Поэтому относительные рамки солдата во время войны отличаются от любой роли в гражданской жизни безальтернативностью. Один из подслушанных солдат сформулировал это в разговоре со своими товарищами так: «Мы — как пулемет. Оружие для ведения войны» [26]. Что и с кем кто-то в качестве солдата когда-либо должен что-то делать — не подлежит собственному восприятию, оценке и решению; пространство в котором может толковаться приказ по собственной оценке и компетенции, чаще всего очень мало. В этом смысле ролевые части сильно отличаются от относительных рамок: их значение может быть исчезающе малым среди плюралистических условий гражданской жизни, или абсолютным в условиях войны или другой экстремальной ситуации. При этом составные части разных ролей в военном контексте могут наслаиваться, а именно в двух направлениях: компетентность геодезиста при ориентировании на местности может оказаться спасительной, и наоборот, знание гражданских профессий в контексте войны и массового уничтожения может оказаться смертельно опасным. Здесь можно подумать об инженере Курте Прюфере из эрфуртской фирмы «Топф унд Зёне», работавшем с большой энергией над проектом наиболее эффективных печей крематория для Аушвица, которые в свою очередь позволили повысить число ежедневно убиваемых [27]. О другом случае наслоения ролей сообщает одна женщина, работавшая стенографисткой-машинисткой при начальнике полиции без-опасности в Варшаве: «Когда в Варшаве застрелили одного или двух немцев, начальник полиции безопасности Хан приказал советнику криминальной полиции Штамму расстрелять определенное количество поляков. После этого Штамм отдал распоряжение девушкам в своей приемной принести подходящие документы из некоторых рефератов. Тогда в приемной выросла огромная кипа папок. Если, например, там лежало сто дел, а расстрелять должны были только 50 человек, то кто будет расстрелян, зависело от усмотрения дам в приемной, от того, какие дела они вытащат. Иногда бывало, что делопроизводитель из реферата прибавлял: «Этого и вот этого в расход, чтобы грязи было поменьше». Такие выражения можно было услышать очень часто. Я ночами напролет не могла уснуть от мысли о том, что от дам в приемной зависит, кто будет расстрелян. Так, например, одна из них сказала другой: «Ах, Эрика, кого нам еще взять? Вот этого, или вон того?» [28]
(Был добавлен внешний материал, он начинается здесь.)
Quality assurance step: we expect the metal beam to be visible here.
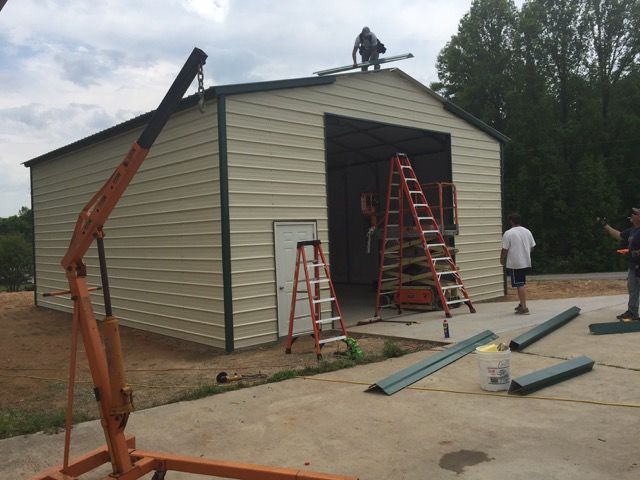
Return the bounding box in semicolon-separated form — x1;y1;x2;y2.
366;330;498;395
589;322;640;335
509;356;595;395
313;53;413;76
509;307;580;351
Невинная сама по себе деятельность может вдруг стать убийственной, если изменятся ее относительные рамки. Еще Рауль Хильберг указывал на этот потенциал исполнения, основанного на разделении труда: каждый сотрудник полиции порядка мог «быть надзирателем гетто или железнодорожного эшелона. Каждому юристу Имперского управления безопасности могло быть поручено руководство айнзацгруппой, каждый делопроизводитель финансовой части главного административно-хозяйственного управления рассматривался естественным кандидатом на службу в лагере уничтожения. Другими словами, все необходимые операции выполнялись силами имеющихся в распоряжении кадров. Где бы ни намеревались провести разделительную линию активного участия, всегда машина уничтожения представляла примечательную репрезентативную выборку немецкого населения» [29]. Если перенести сказанное на войну, то это значит, что каждый механик мог ремонтировать самолеты, которые своим смертоносным грузом убивали тысячи людей, каждый мясник, работавший на предприятиях снабжения, участвовал в разграблении оккупированных территорий. Пилоты Люфтганзы на пассажирских самолетах FW200 во время войны тоже участвовали в дальних полетах, но на этот раз не для перевозки пассажиров, а для того, чтобы топить в Атлантике британские торговые суда. Поскольку деятельность сама по себе не изменилась, носители ро-лей, как правило, не имели повода задумываться о моральной стороне дела или, например, отказываться от своей работы. Она же осталась прежней.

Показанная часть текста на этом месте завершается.